Questi schemi modellano le reti nervose esperienza-dipendenti mettendo in collegamento la corteccia orbito frontale, l’amigdala e le infinite connessioni che regolano l’eccitazione, l’affetto e l’emozione. È all’interno di queste reti neuronali che le interazioni con i caregiver vengono associate a sensazioni di sicurezza e di calore, paura o ansia.
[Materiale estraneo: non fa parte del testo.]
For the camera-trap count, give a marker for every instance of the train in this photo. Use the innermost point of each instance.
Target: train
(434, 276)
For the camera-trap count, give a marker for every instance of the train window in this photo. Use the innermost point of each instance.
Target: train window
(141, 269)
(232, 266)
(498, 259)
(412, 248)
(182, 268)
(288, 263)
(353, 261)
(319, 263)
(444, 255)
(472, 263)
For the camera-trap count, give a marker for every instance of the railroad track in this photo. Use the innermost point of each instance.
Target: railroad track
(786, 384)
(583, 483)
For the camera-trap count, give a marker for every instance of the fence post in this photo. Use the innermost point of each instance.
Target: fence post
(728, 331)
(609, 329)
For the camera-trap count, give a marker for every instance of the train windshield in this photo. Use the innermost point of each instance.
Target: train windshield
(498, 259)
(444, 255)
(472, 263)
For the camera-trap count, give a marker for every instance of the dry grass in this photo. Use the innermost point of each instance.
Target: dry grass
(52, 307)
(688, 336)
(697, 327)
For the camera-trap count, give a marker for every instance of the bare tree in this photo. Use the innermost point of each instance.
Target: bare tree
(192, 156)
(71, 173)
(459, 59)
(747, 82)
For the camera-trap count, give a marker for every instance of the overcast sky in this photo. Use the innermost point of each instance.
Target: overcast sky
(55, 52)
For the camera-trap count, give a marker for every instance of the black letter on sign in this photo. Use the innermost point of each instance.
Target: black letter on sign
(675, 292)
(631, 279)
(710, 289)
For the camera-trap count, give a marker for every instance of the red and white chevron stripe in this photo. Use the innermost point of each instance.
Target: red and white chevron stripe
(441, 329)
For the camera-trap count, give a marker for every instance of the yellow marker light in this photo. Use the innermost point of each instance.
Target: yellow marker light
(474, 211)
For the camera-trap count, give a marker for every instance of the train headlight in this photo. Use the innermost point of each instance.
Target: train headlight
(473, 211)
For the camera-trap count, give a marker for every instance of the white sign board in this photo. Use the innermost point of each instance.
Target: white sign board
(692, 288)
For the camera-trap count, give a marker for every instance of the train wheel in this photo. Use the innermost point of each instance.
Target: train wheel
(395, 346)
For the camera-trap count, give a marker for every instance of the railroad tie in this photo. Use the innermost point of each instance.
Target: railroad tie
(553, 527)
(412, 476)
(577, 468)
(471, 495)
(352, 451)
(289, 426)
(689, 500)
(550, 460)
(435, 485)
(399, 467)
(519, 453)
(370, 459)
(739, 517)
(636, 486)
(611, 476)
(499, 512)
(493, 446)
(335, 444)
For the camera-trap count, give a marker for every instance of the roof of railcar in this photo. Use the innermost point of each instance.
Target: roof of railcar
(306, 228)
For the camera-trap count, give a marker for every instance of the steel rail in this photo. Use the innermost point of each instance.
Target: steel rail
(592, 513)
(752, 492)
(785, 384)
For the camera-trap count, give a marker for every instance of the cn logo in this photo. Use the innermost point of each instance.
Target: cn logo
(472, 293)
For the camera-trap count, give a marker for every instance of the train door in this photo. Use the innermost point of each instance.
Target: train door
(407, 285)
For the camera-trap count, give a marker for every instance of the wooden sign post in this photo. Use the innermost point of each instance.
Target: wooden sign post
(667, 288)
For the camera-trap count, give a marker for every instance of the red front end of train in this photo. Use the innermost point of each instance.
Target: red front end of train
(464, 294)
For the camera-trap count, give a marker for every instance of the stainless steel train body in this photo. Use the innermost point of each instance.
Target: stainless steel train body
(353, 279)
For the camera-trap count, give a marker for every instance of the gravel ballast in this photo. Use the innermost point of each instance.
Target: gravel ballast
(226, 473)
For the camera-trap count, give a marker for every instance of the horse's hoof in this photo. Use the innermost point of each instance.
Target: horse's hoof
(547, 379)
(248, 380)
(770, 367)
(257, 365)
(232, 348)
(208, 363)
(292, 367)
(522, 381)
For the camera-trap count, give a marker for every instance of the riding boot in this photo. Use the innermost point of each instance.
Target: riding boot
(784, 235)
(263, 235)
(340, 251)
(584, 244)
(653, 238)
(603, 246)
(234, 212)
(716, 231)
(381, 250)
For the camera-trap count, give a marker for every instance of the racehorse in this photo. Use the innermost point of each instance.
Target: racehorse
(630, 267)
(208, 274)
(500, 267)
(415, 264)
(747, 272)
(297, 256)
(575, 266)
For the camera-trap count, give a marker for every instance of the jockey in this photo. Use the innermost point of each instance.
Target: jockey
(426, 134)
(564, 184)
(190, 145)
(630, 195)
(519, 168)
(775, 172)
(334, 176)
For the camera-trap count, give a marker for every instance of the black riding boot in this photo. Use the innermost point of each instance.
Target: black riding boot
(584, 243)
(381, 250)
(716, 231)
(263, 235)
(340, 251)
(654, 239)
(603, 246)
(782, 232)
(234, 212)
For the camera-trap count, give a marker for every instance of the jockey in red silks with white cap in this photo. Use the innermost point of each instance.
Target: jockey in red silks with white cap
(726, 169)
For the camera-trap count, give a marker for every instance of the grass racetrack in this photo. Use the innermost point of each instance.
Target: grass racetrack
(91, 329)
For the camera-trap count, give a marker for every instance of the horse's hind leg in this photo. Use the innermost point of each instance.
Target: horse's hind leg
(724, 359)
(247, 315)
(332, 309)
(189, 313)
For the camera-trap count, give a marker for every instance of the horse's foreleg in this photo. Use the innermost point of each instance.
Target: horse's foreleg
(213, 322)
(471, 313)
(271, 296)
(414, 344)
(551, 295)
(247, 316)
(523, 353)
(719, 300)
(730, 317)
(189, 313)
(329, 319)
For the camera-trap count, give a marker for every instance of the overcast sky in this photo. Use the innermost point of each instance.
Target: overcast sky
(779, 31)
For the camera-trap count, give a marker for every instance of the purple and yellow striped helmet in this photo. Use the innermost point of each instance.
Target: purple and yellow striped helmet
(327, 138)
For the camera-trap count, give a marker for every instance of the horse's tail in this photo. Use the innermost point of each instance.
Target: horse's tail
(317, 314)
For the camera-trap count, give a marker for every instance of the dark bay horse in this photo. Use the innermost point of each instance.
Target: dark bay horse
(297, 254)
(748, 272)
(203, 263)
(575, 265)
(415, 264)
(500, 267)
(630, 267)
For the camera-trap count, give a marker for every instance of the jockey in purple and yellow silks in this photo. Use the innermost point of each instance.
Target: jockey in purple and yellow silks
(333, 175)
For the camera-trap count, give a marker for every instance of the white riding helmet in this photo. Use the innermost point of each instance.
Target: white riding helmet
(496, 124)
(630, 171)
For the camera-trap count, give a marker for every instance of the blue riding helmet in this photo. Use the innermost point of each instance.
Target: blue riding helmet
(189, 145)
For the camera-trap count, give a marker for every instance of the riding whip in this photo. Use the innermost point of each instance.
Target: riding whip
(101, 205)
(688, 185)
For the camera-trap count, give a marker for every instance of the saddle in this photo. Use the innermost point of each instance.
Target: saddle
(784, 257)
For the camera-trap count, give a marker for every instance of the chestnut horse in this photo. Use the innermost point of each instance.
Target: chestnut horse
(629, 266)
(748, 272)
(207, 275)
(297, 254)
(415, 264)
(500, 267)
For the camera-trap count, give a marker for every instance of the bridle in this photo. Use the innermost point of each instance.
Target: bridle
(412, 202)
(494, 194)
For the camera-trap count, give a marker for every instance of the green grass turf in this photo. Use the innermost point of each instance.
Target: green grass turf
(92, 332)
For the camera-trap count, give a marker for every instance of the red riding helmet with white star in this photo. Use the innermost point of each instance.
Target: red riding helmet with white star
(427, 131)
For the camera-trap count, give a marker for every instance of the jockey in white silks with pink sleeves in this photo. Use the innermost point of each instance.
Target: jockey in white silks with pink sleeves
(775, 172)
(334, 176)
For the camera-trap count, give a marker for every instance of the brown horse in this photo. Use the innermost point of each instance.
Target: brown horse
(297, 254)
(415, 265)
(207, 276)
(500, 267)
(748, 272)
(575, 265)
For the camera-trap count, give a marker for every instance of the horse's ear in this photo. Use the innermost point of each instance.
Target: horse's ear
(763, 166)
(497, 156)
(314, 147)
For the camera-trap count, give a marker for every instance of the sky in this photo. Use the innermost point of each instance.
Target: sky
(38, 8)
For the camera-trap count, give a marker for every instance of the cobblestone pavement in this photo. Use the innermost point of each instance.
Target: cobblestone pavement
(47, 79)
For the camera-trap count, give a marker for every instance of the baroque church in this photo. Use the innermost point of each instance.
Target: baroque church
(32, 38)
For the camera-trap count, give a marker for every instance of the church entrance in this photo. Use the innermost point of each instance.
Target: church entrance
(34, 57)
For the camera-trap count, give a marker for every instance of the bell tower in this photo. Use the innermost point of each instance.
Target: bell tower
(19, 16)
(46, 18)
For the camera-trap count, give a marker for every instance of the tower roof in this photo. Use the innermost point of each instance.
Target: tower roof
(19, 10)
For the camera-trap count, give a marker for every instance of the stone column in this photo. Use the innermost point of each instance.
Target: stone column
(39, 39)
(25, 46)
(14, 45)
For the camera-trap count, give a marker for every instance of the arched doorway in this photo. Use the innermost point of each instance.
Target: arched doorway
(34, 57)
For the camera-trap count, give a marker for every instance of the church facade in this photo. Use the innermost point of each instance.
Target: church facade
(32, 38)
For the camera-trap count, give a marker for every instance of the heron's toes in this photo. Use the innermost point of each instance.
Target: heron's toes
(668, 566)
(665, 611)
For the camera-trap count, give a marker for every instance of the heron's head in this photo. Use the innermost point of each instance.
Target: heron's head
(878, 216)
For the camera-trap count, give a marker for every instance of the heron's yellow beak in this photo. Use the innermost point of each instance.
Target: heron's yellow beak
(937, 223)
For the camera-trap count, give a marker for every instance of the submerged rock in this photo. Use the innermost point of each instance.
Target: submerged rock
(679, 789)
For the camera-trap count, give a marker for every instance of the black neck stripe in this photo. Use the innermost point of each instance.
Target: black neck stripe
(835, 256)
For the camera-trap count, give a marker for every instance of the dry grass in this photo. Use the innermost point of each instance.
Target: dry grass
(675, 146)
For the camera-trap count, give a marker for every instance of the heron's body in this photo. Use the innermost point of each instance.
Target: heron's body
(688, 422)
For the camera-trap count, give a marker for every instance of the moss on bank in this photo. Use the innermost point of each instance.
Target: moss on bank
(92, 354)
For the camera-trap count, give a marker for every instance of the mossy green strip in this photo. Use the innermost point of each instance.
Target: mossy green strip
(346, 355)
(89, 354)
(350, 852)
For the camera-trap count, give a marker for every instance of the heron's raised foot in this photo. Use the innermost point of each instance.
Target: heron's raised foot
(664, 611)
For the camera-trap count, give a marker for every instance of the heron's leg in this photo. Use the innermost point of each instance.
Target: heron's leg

A tal proposito le neuroscienze ci dicono di come gli schemi di attaccamenti positivi incentivano all’interno del cervello un ambiente biochimico favorevole alla crescita e alla funzione immunitaria ottimale, viceversa, gli schemi di adattamento negativi portano con sé un basso livello di funzionamento immunitario con conseguenti malattie fisiche ed emozionali. Quindi qual è la ricetta per crescere bambini educati e rispettosi se non quella di rimandare loro questa stessa immagine?
Bibliografia
- P. Angela, (1973), Da zero a tre anni, Garzanti Editore S.p.a., Milano.
- L.Cozolino (2006), The neuroscience of Human Relationships: Attachment and the Developing Social Brain (trad. it. Il cervello sociale, Francesca Ortu, Raffaello Cortina Editore, Milano 2008).
- M. Montessori (2018), La mente del bambino, RCS MediaGroup S.p.a., Milano.